Lots of suicidal people say that they are living for the sake of others and I get that. I too have said the same thing. I even fear the torment and upset that I will leave behind when I do eventually go. Like you, I currently believe that I will go by my own actions at some point. But I also recognise that that torment and upset will be harder to come to terms with because they couldn't help when they were asked, or simply didn't know how to. I stopped asking after a while and instead waited to see if they would ask me about things, I'm still waiting. Guess they need to find the courage too, maybe their afraid of the answers. In my experience, people who have not suffered trauma, anxiety or depression have no understanding of it and certainly don't know how to talk to someone who suffers from any or all of them.
Clearly you are an empath, you are placing what you believe to be your ultimate goal of CTB on hold so as not to hurt the ones you'll leave behind, the ones you love and whom it seems love you.
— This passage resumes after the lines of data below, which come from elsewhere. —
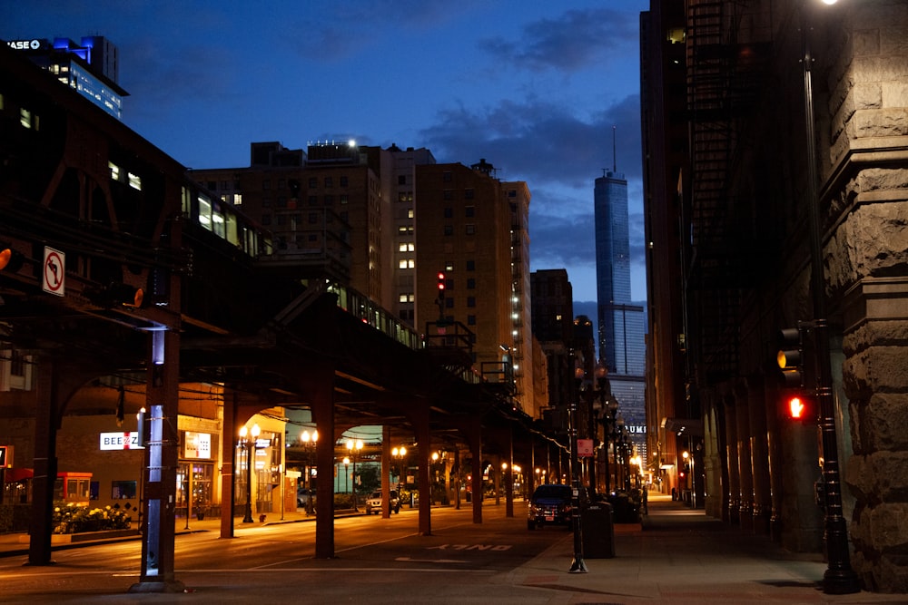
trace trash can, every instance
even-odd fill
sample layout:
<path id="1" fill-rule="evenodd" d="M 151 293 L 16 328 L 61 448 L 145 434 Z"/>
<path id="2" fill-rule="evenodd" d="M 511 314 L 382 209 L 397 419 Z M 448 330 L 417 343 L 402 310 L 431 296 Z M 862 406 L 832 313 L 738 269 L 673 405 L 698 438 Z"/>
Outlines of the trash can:
<path id="1" fill-rule="evenodd" d="M 612 505 L 596 503 L 580 512 L 585 559 L 611 559 L 615 556 L 615 522 Z"/>

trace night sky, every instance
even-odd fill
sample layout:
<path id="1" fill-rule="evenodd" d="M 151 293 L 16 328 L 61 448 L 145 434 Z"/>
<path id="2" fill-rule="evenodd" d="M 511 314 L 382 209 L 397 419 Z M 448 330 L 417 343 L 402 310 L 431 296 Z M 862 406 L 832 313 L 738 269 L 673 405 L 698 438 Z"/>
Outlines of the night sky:
<path id="1" fill-rule="evenodd" d="M 0 38 L 104 35 L 123 122 L 191 168 L 318 141 L 485 158 L 527 181 L 531 268 L 596 299 L 593 184 L 628 181 L 632 296 L 646 298 L 639 15 L 646 0 L 0 0 Z M 617 157 L 613 154 L 613 126 Z"/>

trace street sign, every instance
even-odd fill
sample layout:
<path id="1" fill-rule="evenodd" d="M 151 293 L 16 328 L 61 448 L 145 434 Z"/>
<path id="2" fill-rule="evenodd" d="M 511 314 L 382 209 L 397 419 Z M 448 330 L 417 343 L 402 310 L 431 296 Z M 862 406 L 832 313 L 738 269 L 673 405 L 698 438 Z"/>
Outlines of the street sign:
<path id="1" fill-rule="evenodd" d="M 132 433 L 102 433 L 102 450 L 141 450 L 144 449 L 139 443 L 138 431 Z"/>
<path id="2" fill-rule="evenodd" d="M 592 458 L 593 457 L 593 440 L 592 439 L 577 439 L 577 455 L 580 458 Z"/>
<path id="3" fill-rule="evenodd" d="M 41 272 L 41 289 L 62 297 L 65 294 L 66 255 L 53 248 L 44 248 L 44 270 Z"/>

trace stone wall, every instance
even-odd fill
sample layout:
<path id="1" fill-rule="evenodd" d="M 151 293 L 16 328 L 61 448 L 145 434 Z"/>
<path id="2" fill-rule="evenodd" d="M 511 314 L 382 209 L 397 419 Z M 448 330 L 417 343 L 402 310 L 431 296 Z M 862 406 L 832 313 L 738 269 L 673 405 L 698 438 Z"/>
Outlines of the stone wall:
<path id="1" fill-rule="evenodd" d="M 840 10 L 824 72 L 824 265 L 844 327 L 852 563 L 864 588 L 908 592 L 908 5 Z"/>

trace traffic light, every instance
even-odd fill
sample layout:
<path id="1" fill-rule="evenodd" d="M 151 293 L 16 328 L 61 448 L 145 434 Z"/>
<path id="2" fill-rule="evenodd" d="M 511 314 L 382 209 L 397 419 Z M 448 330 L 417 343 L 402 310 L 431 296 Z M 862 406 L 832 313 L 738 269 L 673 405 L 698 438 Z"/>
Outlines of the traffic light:
<path id="1" fill-rule="evenodd" d="M 85 290 L 85 298 L 99 307 L 130 307 L 140 308 L 145 303 L 145 292 L 141 288 L 114 281 L 104 288 Z"/>
<path id="2" fill-rule="evenodd" d="M 779 332 L 780 348 L 775 360 L 782 370 L 782 381 L 791 388 L 804 387 L 804 339 L 800 327 Z"/>
<path id="3" fill-rule="evenodd" d="M 439 300 L 445 299 L 445 274 L 443 271 L 439 271 Z"/>
<path id="4" fill-rule="evenodd" d="M 816 404 L 813 397 L 803 393 L 792 393 L 785 396 L 784 403 L 785 415 L 788 419 L 804 423 L 816 421 Z"/>

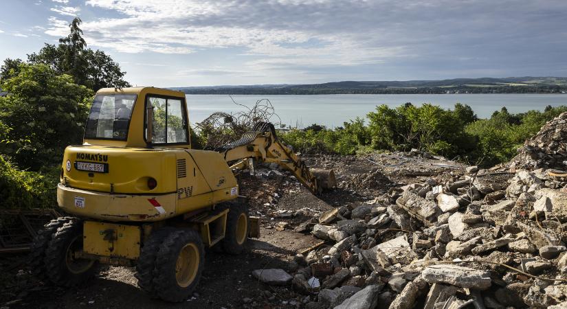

I hope that you continue to be courageous and that you continue to fight through this life for yourself mostly but also for everyone in your life.
If you do decide to leave, I would recommend a note explaining in as much detail as you can. There'll be a lot of what ifs like you rightly said. If writing is a struggle then leave a video or voice recording explaining what you couldn't put into words on paper.
Like I said at the start, I'm not trying to talk you in or out of anything. I'm just here to chat with like minded broken people. But that said I hope you don't it. I hope none of us do. In this life we all get to make our own choices but with choices like this we don't get to choose the consequences after we're gone.